ECLI:NL:CRVB:2018:2509
Centrale Raad van Beroep
- Hoger beroep
- Rechtspraak.nl
Afwijzing aanvraag om vervoersvoorziening op grond van de Wmo
In deze zaak heeft de Centrale Raad van Beroep op 8 augustus 2018 uitspraak gedaan in hoger beroep tegen een eerdere uitspraak van de rechtbank Den Haag. De zaak betreft de afwijzing van een aanvraag om een vervoersvoorziening in de vorm van een gesloten buitenwagen op grond van de Wet maatschappelijke ondersteuning (Wmo). Appellante, vertegenwoordigd door haar advocaat mr. M. Leijstra, heeft in hoger beroep gesteld dat er wel een medische noodzaak bestaat voor de gevraagde voorziening. Het college van burgemeester en wethouders van Zoetermeer heeft de aanvraag afgewezen, stellende dat appellante voldoende gecompenseerd wordt door de verstrekte scootmobiel en regiotaxi.
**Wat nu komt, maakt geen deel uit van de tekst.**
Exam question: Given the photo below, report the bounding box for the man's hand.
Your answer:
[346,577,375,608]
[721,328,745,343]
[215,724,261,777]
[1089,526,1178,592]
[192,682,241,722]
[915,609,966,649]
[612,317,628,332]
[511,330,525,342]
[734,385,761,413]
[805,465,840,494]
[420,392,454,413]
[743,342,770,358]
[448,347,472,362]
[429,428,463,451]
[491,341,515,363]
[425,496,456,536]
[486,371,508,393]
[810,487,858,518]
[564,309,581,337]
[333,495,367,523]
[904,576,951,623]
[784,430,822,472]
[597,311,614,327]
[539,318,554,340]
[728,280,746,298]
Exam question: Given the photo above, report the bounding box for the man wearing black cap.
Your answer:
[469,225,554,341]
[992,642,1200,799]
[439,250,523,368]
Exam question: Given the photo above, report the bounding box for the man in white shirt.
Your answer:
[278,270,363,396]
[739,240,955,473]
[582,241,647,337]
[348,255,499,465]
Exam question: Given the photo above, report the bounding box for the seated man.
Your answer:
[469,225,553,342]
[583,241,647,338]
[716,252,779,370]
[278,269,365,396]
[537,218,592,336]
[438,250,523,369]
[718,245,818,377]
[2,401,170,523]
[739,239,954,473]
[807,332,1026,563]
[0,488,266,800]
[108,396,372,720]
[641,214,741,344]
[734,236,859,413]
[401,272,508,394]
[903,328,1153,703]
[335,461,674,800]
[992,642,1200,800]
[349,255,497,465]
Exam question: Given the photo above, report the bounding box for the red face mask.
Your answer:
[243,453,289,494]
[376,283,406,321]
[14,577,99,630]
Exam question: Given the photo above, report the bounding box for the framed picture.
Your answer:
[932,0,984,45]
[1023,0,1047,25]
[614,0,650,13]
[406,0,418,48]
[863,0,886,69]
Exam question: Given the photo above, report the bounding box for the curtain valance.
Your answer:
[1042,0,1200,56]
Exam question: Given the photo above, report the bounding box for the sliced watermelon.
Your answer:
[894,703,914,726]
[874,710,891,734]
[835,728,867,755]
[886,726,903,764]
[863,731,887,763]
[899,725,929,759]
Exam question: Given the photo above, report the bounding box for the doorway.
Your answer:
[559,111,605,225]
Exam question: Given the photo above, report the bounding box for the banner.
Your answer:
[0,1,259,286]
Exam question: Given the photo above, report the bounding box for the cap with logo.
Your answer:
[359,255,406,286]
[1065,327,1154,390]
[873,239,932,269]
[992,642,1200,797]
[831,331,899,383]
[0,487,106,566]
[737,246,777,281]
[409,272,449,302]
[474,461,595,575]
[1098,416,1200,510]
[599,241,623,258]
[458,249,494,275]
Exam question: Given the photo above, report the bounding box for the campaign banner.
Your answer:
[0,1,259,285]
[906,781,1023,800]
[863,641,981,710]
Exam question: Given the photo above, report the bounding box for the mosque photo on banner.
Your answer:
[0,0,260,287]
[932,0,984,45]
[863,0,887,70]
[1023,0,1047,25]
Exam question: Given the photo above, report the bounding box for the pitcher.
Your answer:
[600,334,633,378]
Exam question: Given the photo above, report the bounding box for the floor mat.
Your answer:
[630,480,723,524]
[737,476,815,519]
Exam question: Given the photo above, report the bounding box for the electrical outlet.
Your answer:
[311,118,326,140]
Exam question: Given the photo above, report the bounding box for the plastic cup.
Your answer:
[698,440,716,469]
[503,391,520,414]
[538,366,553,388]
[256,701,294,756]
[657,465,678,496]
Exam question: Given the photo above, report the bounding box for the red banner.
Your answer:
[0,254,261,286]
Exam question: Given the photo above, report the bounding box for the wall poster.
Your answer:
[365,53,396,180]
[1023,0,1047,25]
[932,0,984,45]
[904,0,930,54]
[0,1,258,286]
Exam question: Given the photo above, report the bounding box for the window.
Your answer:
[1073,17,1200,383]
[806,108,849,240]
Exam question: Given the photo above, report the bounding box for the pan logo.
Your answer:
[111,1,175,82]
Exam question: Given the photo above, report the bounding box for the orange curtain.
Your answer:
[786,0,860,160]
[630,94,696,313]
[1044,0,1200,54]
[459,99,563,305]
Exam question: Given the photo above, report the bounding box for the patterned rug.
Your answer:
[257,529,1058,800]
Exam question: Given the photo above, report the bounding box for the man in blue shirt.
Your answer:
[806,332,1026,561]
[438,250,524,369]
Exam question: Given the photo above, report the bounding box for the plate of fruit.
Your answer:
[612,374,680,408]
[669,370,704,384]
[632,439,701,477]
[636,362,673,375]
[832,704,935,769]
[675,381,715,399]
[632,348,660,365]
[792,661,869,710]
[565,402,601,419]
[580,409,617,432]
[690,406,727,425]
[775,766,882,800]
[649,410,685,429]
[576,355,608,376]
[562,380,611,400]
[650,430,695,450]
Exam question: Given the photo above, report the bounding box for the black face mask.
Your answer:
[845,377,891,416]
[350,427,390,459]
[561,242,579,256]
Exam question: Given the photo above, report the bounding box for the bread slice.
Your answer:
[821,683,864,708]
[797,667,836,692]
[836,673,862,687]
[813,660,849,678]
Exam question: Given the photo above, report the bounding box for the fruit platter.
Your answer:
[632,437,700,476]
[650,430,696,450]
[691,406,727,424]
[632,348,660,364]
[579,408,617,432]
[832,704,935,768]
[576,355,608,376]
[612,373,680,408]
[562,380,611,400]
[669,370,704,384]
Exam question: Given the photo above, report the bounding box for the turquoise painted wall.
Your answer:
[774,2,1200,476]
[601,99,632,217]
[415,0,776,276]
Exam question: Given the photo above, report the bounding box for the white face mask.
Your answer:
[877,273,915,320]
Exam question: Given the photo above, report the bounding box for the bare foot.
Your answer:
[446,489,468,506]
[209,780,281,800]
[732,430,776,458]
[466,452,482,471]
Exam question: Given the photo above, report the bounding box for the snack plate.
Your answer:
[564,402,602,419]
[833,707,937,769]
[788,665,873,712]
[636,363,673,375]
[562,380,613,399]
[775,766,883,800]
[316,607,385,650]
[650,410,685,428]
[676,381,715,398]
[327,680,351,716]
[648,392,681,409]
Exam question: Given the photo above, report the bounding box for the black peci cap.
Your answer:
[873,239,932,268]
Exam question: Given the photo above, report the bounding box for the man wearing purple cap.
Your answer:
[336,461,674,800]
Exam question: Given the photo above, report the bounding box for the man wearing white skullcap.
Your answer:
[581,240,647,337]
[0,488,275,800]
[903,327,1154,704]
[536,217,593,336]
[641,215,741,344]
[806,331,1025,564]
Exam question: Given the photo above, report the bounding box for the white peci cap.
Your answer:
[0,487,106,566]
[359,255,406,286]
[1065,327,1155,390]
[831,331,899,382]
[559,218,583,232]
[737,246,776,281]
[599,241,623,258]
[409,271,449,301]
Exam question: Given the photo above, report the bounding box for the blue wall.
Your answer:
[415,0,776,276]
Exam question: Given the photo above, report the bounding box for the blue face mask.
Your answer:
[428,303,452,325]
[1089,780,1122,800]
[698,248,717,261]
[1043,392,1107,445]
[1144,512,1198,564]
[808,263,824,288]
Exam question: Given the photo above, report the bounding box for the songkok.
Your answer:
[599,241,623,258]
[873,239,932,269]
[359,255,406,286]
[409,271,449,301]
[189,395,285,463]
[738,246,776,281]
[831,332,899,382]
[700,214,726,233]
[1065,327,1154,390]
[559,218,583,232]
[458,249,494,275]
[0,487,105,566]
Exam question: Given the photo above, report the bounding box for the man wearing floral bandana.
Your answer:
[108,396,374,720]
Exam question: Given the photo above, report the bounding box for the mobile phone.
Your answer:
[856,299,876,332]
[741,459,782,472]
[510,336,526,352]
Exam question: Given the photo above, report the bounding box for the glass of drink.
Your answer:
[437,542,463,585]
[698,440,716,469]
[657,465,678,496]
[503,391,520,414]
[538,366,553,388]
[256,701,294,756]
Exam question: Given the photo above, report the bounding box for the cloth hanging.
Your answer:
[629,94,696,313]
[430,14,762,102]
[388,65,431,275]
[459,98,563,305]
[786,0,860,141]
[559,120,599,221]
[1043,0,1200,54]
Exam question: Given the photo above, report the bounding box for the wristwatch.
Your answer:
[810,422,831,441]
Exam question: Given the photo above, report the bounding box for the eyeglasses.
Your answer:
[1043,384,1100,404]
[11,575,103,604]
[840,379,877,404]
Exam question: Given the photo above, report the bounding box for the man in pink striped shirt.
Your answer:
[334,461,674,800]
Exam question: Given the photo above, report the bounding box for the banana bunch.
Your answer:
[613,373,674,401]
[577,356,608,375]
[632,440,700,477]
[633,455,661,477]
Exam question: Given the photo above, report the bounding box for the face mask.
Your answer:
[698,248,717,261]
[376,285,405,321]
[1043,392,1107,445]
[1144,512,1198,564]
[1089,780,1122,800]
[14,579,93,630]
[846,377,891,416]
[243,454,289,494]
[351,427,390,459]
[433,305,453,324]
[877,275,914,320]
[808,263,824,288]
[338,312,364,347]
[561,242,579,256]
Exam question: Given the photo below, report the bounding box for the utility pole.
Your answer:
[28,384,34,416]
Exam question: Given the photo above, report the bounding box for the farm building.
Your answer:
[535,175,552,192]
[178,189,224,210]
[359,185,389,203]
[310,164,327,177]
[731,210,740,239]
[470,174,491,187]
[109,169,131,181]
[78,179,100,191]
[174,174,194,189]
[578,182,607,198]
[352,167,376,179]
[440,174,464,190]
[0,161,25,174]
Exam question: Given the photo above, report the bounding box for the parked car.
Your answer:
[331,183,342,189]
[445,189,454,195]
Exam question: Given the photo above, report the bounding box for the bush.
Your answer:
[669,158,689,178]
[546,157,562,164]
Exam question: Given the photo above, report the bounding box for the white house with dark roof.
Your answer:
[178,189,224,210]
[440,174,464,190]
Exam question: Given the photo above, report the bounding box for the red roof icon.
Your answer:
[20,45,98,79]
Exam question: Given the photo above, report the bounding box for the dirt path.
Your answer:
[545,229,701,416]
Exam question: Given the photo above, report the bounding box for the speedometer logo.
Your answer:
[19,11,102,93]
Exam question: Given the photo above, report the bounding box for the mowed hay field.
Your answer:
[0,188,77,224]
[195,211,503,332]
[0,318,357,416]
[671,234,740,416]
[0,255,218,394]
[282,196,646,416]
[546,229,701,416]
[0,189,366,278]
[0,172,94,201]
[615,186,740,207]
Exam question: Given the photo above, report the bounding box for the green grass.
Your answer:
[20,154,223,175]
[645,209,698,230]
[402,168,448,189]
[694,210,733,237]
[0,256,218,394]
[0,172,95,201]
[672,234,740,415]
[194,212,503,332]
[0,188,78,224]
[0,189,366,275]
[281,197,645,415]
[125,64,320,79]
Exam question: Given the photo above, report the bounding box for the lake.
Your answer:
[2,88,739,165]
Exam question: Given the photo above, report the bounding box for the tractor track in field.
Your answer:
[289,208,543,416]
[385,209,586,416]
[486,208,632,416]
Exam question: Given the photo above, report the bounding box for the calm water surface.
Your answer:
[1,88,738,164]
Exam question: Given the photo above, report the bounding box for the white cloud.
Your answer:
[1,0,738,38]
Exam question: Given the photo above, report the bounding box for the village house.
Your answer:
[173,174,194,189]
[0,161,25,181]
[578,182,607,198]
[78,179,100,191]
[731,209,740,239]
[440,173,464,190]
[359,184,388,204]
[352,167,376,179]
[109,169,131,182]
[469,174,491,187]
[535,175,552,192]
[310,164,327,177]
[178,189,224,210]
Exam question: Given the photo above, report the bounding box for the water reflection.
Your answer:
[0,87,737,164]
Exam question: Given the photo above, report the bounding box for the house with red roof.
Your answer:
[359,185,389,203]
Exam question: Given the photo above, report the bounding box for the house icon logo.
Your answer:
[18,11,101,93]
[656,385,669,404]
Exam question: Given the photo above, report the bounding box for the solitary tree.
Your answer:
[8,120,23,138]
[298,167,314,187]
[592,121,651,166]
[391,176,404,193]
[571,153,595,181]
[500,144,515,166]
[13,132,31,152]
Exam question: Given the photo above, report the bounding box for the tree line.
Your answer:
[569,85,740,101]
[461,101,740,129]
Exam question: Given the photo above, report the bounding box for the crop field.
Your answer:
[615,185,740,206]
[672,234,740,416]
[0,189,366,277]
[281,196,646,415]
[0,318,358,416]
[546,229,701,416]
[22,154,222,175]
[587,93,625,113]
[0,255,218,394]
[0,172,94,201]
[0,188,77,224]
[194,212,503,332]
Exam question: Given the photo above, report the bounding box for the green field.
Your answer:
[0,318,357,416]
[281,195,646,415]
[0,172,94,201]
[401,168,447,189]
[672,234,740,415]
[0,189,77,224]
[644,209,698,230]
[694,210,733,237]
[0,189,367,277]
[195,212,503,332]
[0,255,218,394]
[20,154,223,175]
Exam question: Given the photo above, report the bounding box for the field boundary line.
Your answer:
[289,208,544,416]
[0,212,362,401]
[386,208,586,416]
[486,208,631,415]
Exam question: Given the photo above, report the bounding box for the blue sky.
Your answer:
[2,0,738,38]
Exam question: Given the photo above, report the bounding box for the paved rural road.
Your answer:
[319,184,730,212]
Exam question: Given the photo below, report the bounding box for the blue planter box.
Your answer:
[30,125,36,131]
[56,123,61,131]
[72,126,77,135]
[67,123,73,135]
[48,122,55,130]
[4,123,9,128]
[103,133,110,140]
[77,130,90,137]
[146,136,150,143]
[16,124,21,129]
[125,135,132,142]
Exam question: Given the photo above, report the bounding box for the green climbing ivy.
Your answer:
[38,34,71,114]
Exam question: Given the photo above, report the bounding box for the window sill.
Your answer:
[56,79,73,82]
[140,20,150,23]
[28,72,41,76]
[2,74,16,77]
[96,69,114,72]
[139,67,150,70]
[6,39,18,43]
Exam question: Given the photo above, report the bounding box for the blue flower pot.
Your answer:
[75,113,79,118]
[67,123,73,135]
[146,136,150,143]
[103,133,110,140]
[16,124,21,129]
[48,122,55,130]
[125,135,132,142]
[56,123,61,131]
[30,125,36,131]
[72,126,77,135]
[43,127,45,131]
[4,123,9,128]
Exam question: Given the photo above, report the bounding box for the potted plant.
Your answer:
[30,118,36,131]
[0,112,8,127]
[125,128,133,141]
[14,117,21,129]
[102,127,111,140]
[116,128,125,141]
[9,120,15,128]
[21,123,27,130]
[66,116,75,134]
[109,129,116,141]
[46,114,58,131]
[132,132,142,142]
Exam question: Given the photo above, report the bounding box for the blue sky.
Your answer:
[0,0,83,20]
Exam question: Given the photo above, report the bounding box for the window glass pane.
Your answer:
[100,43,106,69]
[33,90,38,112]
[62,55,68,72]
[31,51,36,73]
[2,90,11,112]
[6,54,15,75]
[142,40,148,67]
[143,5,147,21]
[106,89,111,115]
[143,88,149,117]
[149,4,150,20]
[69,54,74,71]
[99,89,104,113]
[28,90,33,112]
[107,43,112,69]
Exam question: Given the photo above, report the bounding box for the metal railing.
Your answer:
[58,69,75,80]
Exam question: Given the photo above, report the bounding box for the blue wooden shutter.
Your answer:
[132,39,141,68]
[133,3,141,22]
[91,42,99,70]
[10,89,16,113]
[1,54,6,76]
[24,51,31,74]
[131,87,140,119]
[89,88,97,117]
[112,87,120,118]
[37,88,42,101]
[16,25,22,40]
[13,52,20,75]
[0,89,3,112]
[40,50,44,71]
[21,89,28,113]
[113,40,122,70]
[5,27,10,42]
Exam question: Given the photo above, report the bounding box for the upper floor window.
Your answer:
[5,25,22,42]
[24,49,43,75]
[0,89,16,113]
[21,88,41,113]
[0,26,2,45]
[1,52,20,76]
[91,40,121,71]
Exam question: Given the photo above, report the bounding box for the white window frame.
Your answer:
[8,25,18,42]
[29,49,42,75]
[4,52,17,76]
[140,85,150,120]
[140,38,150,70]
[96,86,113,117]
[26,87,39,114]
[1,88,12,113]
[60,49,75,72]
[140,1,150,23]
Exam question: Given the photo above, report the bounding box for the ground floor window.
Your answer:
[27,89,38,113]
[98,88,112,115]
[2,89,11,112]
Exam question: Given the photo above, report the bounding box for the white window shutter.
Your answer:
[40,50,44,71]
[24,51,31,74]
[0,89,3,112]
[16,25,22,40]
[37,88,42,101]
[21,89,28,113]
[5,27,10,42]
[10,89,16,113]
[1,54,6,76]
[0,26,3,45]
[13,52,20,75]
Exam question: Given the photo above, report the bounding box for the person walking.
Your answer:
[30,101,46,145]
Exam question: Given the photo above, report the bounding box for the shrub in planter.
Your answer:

De rechtbank heeft het beroep van appellante ongegrond verklaard, wat door de Raad is bevestigd.
Tijdens de procedure zijn verschillende zittingen gehouden, waarbij deskundigen zijn ingeschakeld om de medische situatie van appellante te beoordelen. De Raad heeft de neuroloog dr. J.P. ter Bruggen benoemd, die concludeerde dat er geen strikte medische indicatie is voor het gebruik van een gesloten buitenwagen. De Raad heeft het rapport van de deskundige als zorgvuldig en overtuigend beoordeeld. De Raad heeft geoordeeld dat het college terecht heeft besloten dat de bestaande voorzieningen voldoende zijn en dat het hoger beroep van appellante niet slaagt. De uitspraak van de rechtbank is bevestigd, en er is geen aanleiding voor een veroordeling in de proceskosten.